By Anthony Heim

On Wednesday December 13, GTC of IFMA had their last luncheon for 2017 at the Embassy Suites in Cary. Dr. Jolene Erlacher presented on preparing businesses for effective inter-generational leadership in an evolving culture.

As our workforce ages and new generations flow into the workplace, there is a need for management to understand who they are working with. Dr. Erlacher outlined the current generational makeup of workforce and those that are on the way:

Generations Today
Silent: Born 1928-1945 (Age 71+)
Boomer: Born 1946-1964 (Age 52-70)
Gen X: Born 1965-1980 (Age 37-51)
Millennials/Gen Y: Born 1980-1995 (Age 22-36)
Gen Z/Homelanders: Born 1995-2010 (Age 7-21)
Generation Alpha: Born after 2010 (Under 7)
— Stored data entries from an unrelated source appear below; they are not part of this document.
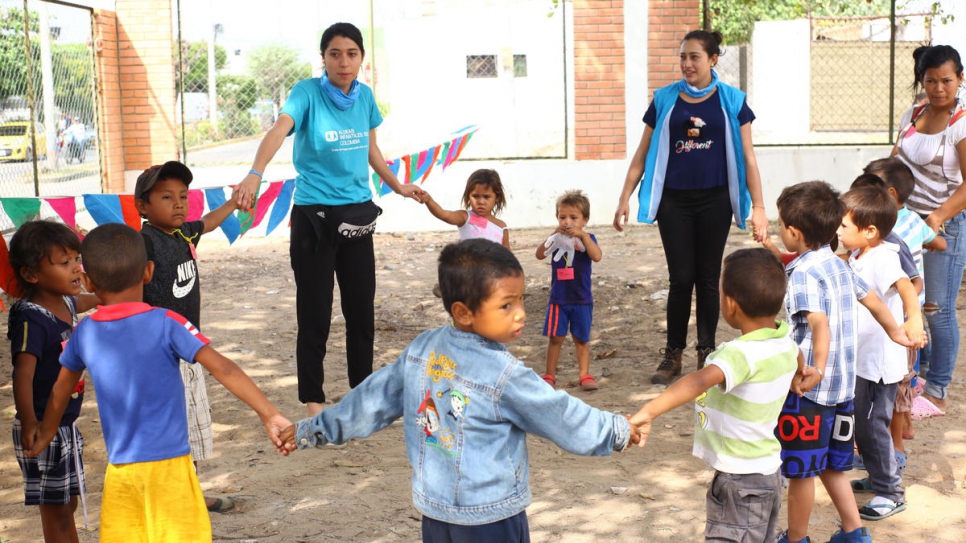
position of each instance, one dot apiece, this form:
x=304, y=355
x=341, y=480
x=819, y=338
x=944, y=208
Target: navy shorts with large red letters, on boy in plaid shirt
x=815, y=437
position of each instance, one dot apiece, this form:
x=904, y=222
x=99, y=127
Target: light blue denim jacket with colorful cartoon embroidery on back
x=467, y=406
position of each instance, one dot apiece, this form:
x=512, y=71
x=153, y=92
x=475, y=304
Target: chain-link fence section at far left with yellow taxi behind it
x=48, y=117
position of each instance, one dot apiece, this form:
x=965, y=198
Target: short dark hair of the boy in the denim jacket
x=469, y=269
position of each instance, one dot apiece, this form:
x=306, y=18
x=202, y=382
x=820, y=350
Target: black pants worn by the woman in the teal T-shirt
x=315, y=258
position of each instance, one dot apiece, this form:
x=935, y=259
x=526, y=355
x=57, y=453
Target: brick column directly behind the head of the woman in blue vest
x=668, y=22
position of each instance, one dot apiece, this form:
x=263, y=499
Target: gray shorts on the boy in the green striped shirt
x=743, y=508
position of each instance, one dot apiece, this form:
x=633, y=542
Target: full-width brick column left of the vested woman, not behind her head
x=599, y=127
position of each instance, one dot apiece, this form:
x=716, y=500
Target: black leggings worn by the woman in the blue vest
x=694, y=227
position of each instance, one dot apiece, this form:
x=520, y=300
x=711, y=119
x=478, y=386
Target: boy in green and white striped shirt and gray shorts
x=739, y=395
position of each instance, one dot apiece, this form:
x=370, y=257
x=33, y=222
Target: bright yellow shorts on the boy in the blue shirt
x=157, y=502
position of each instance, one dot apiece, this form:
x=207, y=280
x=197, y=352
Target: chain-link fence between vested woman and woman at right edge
x=832, y=76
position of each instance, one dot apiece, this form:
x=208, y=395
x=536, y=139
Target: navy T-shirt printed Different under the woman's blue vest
x=696, y=133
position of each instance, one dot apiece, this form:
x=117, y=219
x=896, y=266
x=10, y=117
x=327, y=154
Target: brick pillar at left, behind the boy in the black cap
x=136, y=89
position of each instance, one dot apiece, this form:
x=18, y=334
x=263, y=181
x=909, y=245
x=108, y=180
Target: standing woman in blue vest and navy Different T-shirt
x=699, y=170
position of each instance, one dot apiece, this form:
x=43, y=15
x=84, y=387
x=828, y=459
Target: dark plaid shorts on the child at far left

​With Millennials making up the largest generation since the Boomers, it is necessary to understand the sources of age diversity to effectively lead and manage. Factors such as life cycle (idealism), period effects (war or Recession) & Cohort effects (education, technology, and parenting) play a role in shaping the expectations of a generation. These effects have a direct correlation to beliefs in attitude with authority, work ethic, values and beliefs about roles in the workplace.  The changes in millennial work ethics have shifted from traditional to emerging. Some of the biggest changes can be seen in these core beliefs.

​Emerging Beliefs​
Life comes first
Follow the rules, why?
Respect must be earned
No defined work clock

​While these beliefs may be in opposition to much of the current workforce, Dr. Erlacher demonstrated how current leadership can evolve to integrate this new thought process into their organizations. By adapting a new management style, one can become an effective intergenerational leader. Part of being an effective leader is meeting the changing needs of the growing workforce. Successful leaders will find that emotional intelligence, listening skills, understanding others values, fostering team building, rewarding performance, mentoring, providing constant feedback and modeling professional practices will be important to add to the current skillset.